Comparison of the model prediction and the average experimental results (Figure 9A) revealed that the harvesting energy was similar in both cases, albeit with slightly higher values for the experimental results at low harvesting levels. This could be explained by the fact that the device managed to harvest at a lower voltage than the limit in the simulation. Regarding the metabolic differences between the harvesting and mechanically disconnected conditions (Figure 9B), while the model predicted a continuous reduction in metabolic power with an increase in the harvesting level, the experimental results showed a complex shape with a minimum at 30% and a large increase in metabolic power at 50%.

FIGURE 9

3.4 Limitations and future work

In this study, we used a model based on the work of Margaria et al. (1968), which relates mechanical work performed by the body to metabolic rate. This model was evaluated using experimental data of walking on sloped and level ground and was found to be a good fit (R2 > 0.9) compared to more complex models that include muscle (Koelewijn et al., 2019). However, in our experiments, as was also observed by Collins et al. (2015), at some point there was an increase in metabolic rate as the device provided more assistance at the joint level. We believe that this could be due to several mechanisms. First, recent work shows that even with more complex models with muscle (Umberger et al., 2003) the simulation failed to find the same optimal assistance torque that was found in the experiments in (Franks et al., 2020). Second, as was also the case in previous studies (Uchida et al., 2016), (Dembia et al., 2017), in our optimization there is an assumption that the walking kinematics and kinetics do not change with the load.
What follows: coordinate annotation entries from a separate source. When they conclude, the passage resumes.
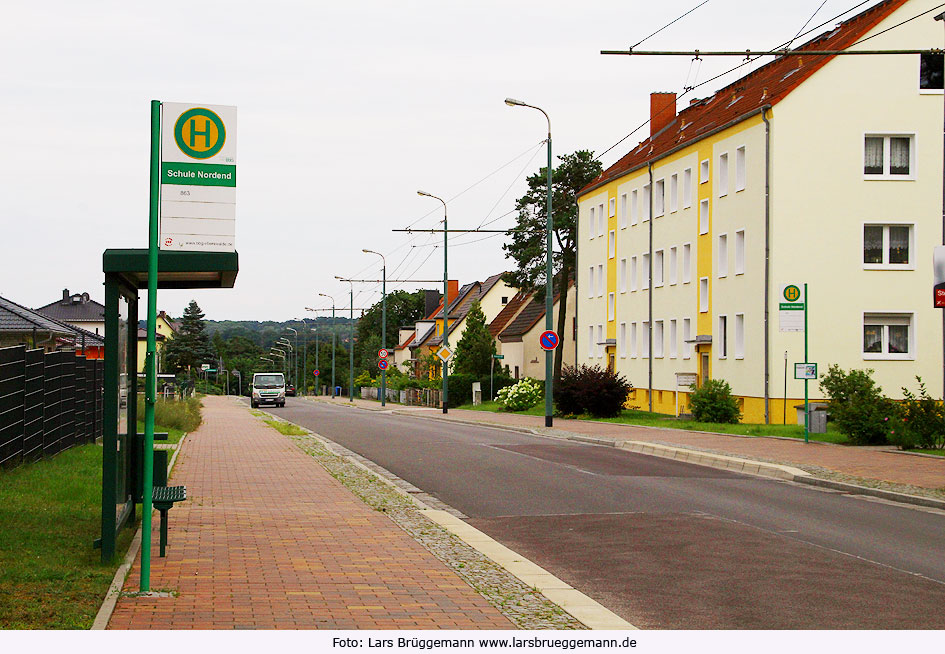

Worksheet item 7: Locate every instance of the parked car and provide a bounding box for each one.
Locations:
[250,372,285,409]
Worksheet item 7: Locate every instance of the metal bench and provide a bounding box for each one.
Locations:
[151,486,187,557]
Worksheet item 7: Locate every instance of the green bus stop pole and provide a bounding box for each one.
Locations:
[140,100,161,593]
[804,284,810,443]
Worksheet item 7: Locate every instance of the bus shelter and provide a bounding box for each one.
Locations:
[96,248,239,561]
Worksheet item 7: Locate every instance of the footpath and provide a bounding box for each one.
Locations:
[317,398,945,500]
[108,396,514,629]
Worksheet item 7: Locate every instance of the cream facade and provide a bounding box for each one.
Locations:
[577,0,943,423]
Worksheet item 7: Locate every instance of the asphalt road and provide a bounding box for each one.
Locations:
[264,399,945,629]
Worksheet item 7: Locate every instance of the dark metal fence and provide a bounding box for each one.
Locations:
[0,346,105,466]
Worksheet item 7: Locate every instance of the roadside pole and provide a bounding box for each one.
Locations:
[139,100,161,593]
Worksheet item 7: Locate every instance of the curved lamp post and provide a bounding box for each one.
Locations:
[505,98,548,427]
[361,250,387,406]
[417,191,449,413]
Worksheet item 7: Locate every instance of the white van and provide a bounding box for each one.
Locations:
[250,372,285,409]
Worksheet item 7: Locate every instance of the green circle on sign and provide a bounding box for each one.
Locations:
[174,107,226,159]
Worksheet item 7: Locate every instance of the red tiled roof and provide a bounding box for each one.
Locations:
[578,0,908,196]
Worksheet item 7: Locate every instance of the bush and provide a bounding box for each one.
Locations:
[138,397,202,432]
[888,376,945,450]
[554,365,633,418]
[448,374,515,409]
[496,377,544,411]
[689,379,742,424]
[820,364,899,445]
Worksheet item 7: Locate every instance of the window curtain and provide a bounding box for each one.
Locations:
[863,225,883,263]
[889,225,909,264]
[863,136,883,175]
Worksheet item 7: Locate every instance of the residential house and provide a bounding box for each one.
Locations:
[36,288,105,336]
[578,0,943,423]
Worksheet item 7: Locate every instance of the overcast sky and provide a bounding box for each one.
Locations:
[0,0,892,320]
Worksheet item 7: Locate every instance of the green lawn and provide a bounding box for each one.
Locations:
[0,444,133,629]
[458,402,849,444]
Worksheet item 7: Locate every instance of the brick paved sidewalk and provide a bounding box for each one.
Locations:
[316,400,945,489]
[109,397,513,629]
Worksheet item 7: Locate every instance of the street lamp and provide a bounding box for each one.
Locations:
[335,275,354,403]
[285,327,299,386]
[361,250,387,406]
[319,293,337,397]
[417,191,449,413]
[505,98,552,427]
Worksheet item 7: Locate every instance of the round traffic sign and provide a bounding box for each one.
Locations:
[538,329,561,350]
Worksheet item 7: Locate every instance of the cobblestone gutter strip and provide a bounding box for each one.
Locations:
[290,435,586,630]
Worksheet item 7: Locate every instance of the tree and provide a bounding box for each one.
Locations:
[453,301,495,377]
[164,300,215,372]
[502,150,603,381]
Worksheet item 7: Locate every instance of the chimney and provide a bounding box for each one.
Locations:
[650,92,676,138]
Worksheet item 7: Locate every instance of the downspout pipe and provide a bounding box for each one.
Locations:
[646,162,656,413]
[761,104,772,425]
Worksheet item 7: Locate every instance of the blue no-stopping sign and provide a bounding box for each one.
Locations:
[538,330,561,350]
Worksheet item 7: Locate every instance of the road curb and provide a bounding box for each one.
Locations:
[90,432,190,631]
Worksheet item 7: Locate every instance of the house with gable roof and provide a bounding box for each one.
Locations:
[577,0,943,424]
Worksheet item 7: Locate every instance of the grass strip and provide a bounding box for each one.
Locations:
[0,444,134,629]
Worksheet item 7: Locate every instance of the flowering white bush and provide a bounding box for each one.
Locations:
[496,377,544,411]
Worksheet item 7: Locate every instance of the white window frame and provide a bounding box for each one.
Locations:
[653,250,663,287]
[717,234,728,277]
[640,184,650,222]
[860,222,915,270]
[714,315,728,359]
[735,145,748,193]
[669,173,679,213]
[653,179,666,218]
[669,245,679,286]
[735,313,745,359]
[860,132,916,181]
[735,229,745,275]
[860,311,916,361]
[718,152,728,197]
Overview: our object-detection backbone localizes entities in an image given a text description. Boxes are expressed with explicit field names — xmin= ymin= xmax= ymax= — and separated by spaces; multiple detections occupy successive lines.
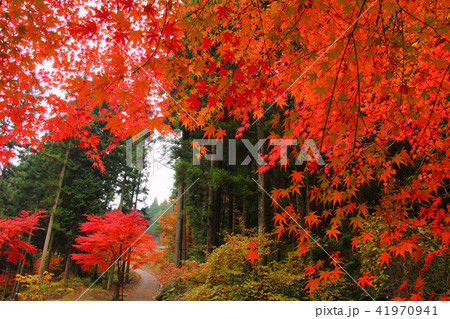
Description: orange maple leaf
xmin=246 ymin=249 xmax=261 ymax=265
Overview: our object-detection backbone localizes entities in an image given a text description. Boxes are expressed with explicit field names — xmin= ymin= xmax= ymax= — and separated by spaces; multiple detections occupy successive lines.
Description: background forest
xmin=0 ymin=0 xmax=450 ymax=300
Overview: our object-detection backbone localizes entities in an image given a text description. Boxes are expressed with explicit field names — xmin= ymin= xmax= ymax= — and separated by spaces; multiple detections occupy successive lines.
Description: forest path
xmin=123 ymin=265 xmax=160 ymax=301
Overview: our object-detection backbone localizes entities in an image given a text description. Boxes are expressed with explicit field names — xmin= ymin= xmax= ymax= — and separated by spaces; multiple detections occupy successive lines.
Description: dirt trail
xmin=124 ymin=266 xmax=159 ymax=301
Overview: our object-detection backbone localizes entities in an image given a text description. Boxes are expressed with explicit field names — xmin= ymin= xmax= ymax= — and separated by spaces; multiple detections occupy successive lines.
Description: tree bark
xmin=175 ymin=182 xmax=184 ymax=267
xmin=106 ymin=265 xmax=116 ymax=290
xmin=117 ymin=176 xmax=127 ymax=212
xmin=63 ymin=243 xmax=72 ymax=281
xmin=242 ymin=196 xmax=248 ymax=236
xmin=38 ymin=144 xmax=70 ymax=279
xmin=206 ymin=145 xmax=218 ymax=252
xmin=228 ymin=194 xmax=234 ymax=233
xmin=181 ymin=214 xmax=187 ymax=260
xmin=2 ymin=264 xmax=11 ymax=299
xmin=256 ymin=122 xmax=267 ymax=265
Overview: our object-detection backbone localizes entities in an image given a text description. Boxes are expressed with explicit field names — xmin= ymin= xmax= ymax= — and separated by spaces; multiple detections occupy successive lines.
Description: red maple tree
xmin=0 ymin=210 xmax=45 ymax=264
xmin=71 ymin=210 xmax=156 ymax=300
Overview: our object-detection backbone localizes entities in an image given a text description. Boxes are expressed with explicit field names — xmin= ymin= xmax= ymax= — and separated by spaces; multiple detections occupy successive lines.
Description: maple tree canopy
xmin=0 ymin=0 xmax=450 ymax=300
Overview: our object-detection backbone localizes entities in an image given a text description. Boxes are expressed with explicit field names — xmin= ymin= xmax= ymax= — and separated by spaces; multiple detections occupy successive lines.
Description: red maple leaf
xmin=246 ymin=249 xmax=261 ymax=265
xmin=358 ymin=271 xmax=377 ymax=288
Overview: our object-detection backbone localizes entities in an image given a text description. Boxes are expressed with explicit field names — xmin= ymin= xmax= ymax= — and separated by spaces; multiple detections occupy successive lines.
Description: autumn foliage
xmin=72 ymin=210 xmax=156 ymax=270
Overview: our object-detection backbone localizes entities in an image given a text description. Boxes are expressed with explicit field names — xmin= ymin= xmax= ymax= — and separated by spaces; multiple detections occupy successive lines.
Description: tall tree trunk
xmin=242 ymin=196 xmax=248 ymax=236
xmin=125 ymin=260 xmax=130 ymax=283
xmin=228 ymin=194 xmax=234 ymax=233
xmin=2 ymin=264 xmax=11 ymax=299
xmin=113 ymin=261 xmax=125 ymax=300
xmin=256 ymin=122 xmax=267 ymax=265
xmin=175 ymin=182 xmax=184 ymax=267
xmin=206 ymin=145 xmax=217 ymax=252
xmin=38 ymin=144 xmax=70 ymax=279
xmin=45 ymin=231 xmax=55 ymax=270
xmin=11 ymin=231 xmax=33 ymax=299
Yet, while this holds true for lower loads, for higher loads, there appears to be an effect of the load on the walking patterns at all joints (Donelan et al., 2008), (Shepertycky and Li, 2015). An alternative to the above method might be to use the experimental results to create a function that relates the level of harvesting to the change in metabolic power and to use this relation during the optimization for the design of the next device.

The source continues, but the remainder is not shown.